Where to begin?
Before 1972, there was not a film like this. Now that it’s 2011, there is not another film like this. Sleuth is unique.
Some big guns were hired to make this film, as Laurence Olivier and Michael Caine took on the two principal roles of Andrew Wyke and Milo Tindle, two men locked in a battle of wits. While behind the camera director Joseph L. Mankiewicz and writer Anthony Shaffer take on the difficult task of turning a play, Sleuth also by Shaffer, into a successful feature film.
I don’t want to summarize the plot, because I don’t want to ruin the film and I also don’t want to comprehensively review it. I don’t find it very enjoyable to pick apart a creative work, unless of course it really deserves it. However, I will briefly say why I am so smitten by Sleuth.
There is mystery at every turn and the viewer never knows what to expect. Also, the dialogue is so rich and varied that even though I have watched the film over ten times, I am still noticing funny and significant pieces of dialogue that I missed during my other viewings.
This is a thinking person’s film. Hails of bullets and chase scenes are replaced by a rapier-like battle of wits and the uncomfortable silences experienced by chess players as one of their most important pieces is placed in jeopardy. That is to say, there is no shortage of excitement in Sleuth, it just takes on a different form that is not very commonplace in Hollywood films.
If you can’t fall asleep at night unless you can hear Matt Damon as Jason Bourne playing in the background or if you’ve called Tom Cruise’s agent a few dozen times to try to secure Mission Impossible: Ghost Protocol premiere tickets, then maybe Sleuth isn’t for you. If you don’t fit this description, then check it out.

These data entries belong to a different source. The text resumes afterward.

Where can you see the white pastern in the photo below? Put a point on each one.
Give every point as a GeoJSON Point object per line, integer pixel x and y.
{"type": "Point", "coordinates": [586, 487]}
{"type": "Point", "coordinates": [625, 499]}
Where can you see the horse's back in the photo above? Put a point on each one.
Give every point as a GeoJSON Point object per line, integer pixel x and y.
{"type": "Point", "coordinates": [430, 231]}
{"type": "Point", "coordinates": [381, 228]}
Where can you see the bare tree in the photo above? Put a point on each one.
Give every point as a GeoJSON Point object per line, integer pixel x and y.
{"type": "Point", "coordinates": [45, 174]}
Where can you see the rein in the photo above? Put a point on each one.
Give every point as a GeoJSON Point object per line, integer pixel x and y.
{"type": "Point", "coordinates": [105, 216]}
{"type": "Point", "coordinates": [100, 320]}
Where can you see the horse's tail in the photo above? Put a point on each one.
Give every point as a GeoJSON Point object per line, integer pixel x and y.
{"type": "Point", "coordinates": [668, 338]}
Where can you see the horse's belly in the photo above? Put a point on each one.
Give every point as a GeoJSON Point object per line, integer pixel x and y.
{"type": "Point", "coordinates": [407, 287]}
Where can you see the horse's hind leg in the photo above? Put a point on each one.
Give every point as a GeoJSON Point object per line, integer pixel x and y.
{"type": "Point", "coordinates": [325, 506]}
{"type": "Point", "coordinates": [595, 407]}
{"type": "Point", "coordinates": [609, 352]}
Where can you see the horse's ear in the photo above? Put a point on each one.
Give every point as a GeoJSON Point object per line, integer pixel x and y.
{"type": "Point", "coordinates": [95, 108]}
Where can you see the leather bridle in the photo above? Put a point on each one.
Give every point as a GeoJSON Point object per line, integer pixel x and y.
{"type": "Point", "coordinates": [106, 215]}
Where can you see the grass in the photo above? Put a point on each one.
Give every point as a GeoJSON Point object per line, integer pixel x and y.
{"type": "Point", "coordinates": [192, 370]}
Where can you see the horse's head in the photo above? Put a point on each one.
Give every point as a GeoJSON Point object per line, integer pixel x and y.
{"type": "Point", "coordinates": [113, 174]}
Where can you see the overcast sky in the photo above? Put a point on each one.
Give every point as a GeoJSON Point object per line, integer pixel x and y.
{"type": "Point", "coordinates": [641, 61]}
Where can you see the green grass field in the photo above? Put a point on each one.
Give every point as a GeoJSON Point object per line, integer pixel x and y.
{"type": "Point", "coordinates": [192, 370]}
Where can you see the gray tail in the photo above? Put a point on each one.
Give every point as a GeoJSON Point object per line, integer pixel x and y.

I doubt you will be disappointed.
BEWARE: There was a remake of Sleuth in 2007, I couldn’t get through the movie. Leonard Maltin called it “unbelievably bad” and he had called the original “A tour-de-force. Delicious from start to finish!” If you are still intent on watching the remake, please do yourself a favour and watch the original first.
4 thoughts on “Sleuth (1972) – Probably My Favourite Film”
Thanks for the heads up on Sleuth! I like recommendations, especially on older movies that I have no knowledge about. This reads like a must see, and I look forward to seeing it!
Thanks for commenting Stefan!
This is exactly what I hope to accomplish with this blog. Find works that are known in their area (Sleuth in the mystery genre for example) and bring them to attention of people that may have passed on them or just don’t have the time to dig deep enough to find them.
First comment BTW! Thanks again.
AHOY MIGHTY SEAMEN
i enjoyed this review thoroughly young author. i must see this film in its entirety now with smores containing skittles and crushed peanut extract.
that is all
Thanks John. Don’t forget to shiver some timbers when it’s over.